The article says she didn’t want to say “terrible two’s” and People still made it appear she said this…..I thought that was in poor taste. As a mother who has adopted I would also NEVER say that for the child might see that later and have those very issues she was talking about….. and unless you have adopted you cannot understand this…..

Jen DC on

@ lovethisfam: Really? So you’ve never lovingly criticized or commented on your adopted child’s/children’s behavior? That’s an odd stance to me… If anything, the loving criticism and discipline should (eventually) prove to the child that s/he is loved and fully accepted as a member of the family and not a special outsider with rules that only apply to him/her.

Marky on

Jen DC, that is very true. Perhaps “lovethisfam” has recently adopted, and is still finding her way around as a new parent. I have both bio and adopted children who are all adults now, and the thing that made them feel totally secure and totally loved was that they were not treated differently. Every child has some needs different from their siblings, but the core treatment should be the same. My cousins were adopted and they felt the same way. :)

“lovethisfam”, adoption is great, it is not a negative thing for you OR the child.

Anonymous on

Awww, she sounds like a great mother!

lovethisfam on

Perhaps I didn’t explain that well enough…the article was misleading yesterday. People made it appear Viola said something she didn’t. That’s what I didn’t agree with. Seeing the article with a differnet headline this morning made all the difference in the world. I am quite proud of being an adoptive mother. I stand by my stance however, unless you have done it you cannot understand….

Kat on

I find when people say ‘if you never have, you cannot understand,’ use is as a why to negate other’s opinions on a matter.

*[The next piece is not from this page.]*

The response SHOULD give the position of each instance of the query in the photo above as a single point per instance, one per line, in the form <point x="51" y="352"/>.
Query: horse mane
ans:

If you choose to do something for your child it is as a mother, not an ‘adoptive’ mother, as a mother. Adopted or natural, that is your child. Some people don’t want to be critical or use labels, but that is a parenting style, not ‘the adoptive parent’ parenting style. And yes, I have adoption in my family.

My little girl is around her age, and is always in my makeup. She loves when I play powder her face. Sounds like Genesis is have fun mimicing her mommy!